Shadow communities secretary challenged Mr Javid on the testing process. He said: “The government are testing only one component of the cladding—not the panels, adhesives and insulation; not the cladding as a composite system; and not the installation method or impact on the buildings. All those things can affect fire-safety qualities. Importantly, will he confirm that cladding is not the whole story? We know that from the two coroners’ reports after the previous fires at Shirley Towers and Lakanal House, four years ago.”
Mr Javid responded: “The core of the panel is being tested. It is possible to conduct whole-system tests. That is not the test that is currently being conducted by the BRE, but the expert panel is meeting again today to advise how things can be done appropriately so that we are convinced that a whole-system test actually works and leads to a positive result. So far though, as I said in my statement, we have yet to see any evidence showing that any builder has passed the whole-system test.”

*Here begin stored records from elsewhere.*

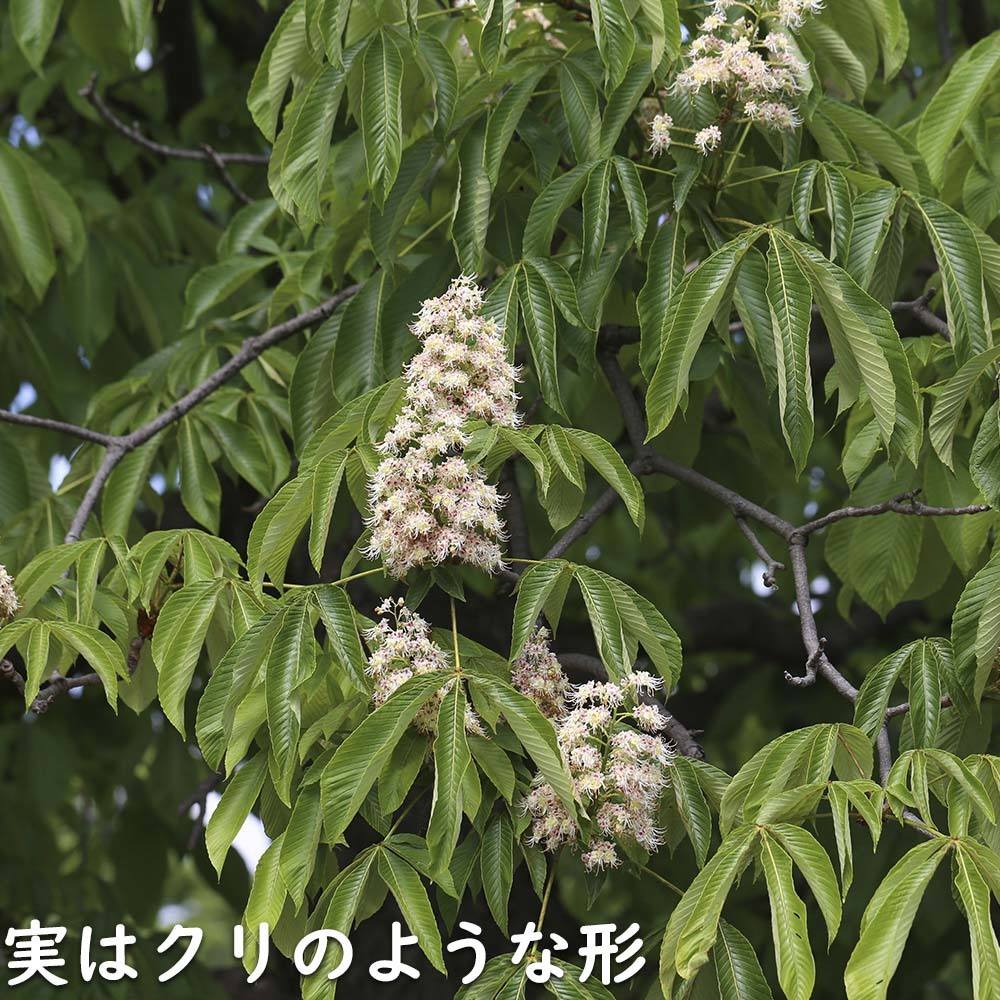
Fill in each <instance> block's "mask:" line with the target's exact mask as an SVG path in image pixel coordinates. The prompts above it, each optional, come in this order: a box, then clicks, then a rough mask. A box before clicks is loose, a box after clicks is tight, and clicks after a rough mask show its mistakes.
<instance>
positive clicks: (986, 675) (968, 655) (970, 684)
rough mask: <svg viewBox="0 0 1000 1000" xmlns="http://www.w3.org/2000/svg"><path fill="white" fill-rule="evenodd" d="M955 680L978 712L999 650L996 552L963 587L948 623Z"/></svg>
mask: <svg viewBox="0 0 1000 1000" xmlns="http://www.w3.org/2000/svg"><path fill="white" fill-rule="evenodd" d="M951 644H952V649H953V650H954V654H955V667H954V670H955V677H956V680H957V682H958V684H959V686H960V687H961V688H962V690H963V691H964V693H965V694H966V696H967V698H968V699H969V701H970V703H971V704H972V705H974V706H976V710H977V711H978V705H979V701H980V699H981V698H982V695H983V691H984V690H985V688H986V684H987V682H988V681H989V678H990V675H991V673H992V672H993V670H994V668H995V666H996V659H997V649H998V646H1000V548H997V550H996V551H995V552H994V553H993V556H992V558H991V559H990V561H989V562H988V563H987V564H986V565H985V566H984V567H983V568H982V569H981V570H980V571H979V572H978V573H977V574H976V575H975V576H974V577H973V578H972V579H971V580H970V581H969V582H968V584H966V587H965V590H963V591H962V596H961V597H959V599H958V604H957V605H956V607H955V613H954V615H953V616H952V620H951Z"/></svg>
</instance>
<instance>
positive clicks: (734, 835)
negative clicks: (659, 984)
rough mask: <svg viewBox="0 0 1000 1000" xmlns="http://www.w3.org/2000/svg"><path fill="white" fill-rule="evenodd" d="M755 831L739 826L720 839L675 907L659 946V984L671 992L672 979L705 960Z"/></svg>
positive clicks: (660, 985) (695, 973)
mask: <svg viewBox="0 0 1000 1000" xmlns="http://www.w3.org/2000/svg"><path fill="white" fill-rule="evenodd" d="M756 839H757V831H756V830H755V829H754V828H753V827H751V826H746V827H742V828H740V829H739V830H735V831H733V833H732V834H731V835H730V836H728V837H726V838H725V840H723V842H722V844H721V845H720V846H719V849H718V851H716V853H715V855H714V856H713V857H712V858H711V860H710V861H709V862H708V864H707V865H706V866H705V867H704V868H702V870H701V871H700V872H699V873H698V874H697V875H696V876H695V879H694V881H693V882H692V883H691V885H690V886H689V887H688V889H687V891H686V892H685V893H684V895H683V897H682V898H681V901H680V902H679V903H678V904H677V906H675V907H674V910H673V912H672V913H671V914H670V920H669V921H668V922H667V927H666V930H665V931H664V934H663V942H662V944H661V946H660V988H661V989H662V990H663V995H664V996H668V997H669V996H672V995H673V993H672V989H673V984H674V980H675V979H676V978H677V976H678V975H679V976H680V977H681V978H682V979H691V978H692V977H693V976H694V975H695V974H696V973H697V972H698V970H699V969H700V968H701V967H702V966H703V965H704V964H705V963H706V962H707V961H708V953H709V951H711V949H712V947H713V945H714V944H715V942H716V939H717V937H718V932H719V916H720V914H721V912H722V907H723V905H724V904H725V902H726V897H727V896H728V895H729V892H730V890H731V889H732V887H733V883H734V882H735V881H736V879H737V878H738V876H739V875H740V873H741V872H742V871H743V869H744V868H745V867H746V866H747V864H748V863H749V861H750V858H751V854H752V851H753V847H754V844H755V842H756Z"/></svg>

The Construction Index Comment
It is clear that a full review of Building Regulations is now inevitable. Sajid Javid himself says “it is already clear to us all that there will need to be changes”. Product certification procedures must also be looked at. There needs to be a much clearer pan-industry understanding of what is and what is not to be allowed. We have to assume that those who put up ACM cladding on 181 high rise building across the country, and those who authorised its use, genuinely believed that the product was fit for purpose and legal. They are now hearing that they were wrong about that.
Conservative governments instinctively want to sweep away regulations – an approach that had been supported by many in the construction industry. It is argued that prescriptive regulations stifle innovation and engineering creativity; better to specify outcome and performance rather than input and method, the philosophy goes. However, if prosecutions are to follow the Grenfell Tower blaze, there will be those who had wished that the regulations had been rather clearer and rather more prescriptive in the first place.
The death of 80+ people in the Grenfell Tower fire has proved that the construction industry is incapable of self-regulation. It needs, and should now welcome, a few more rules and regulations.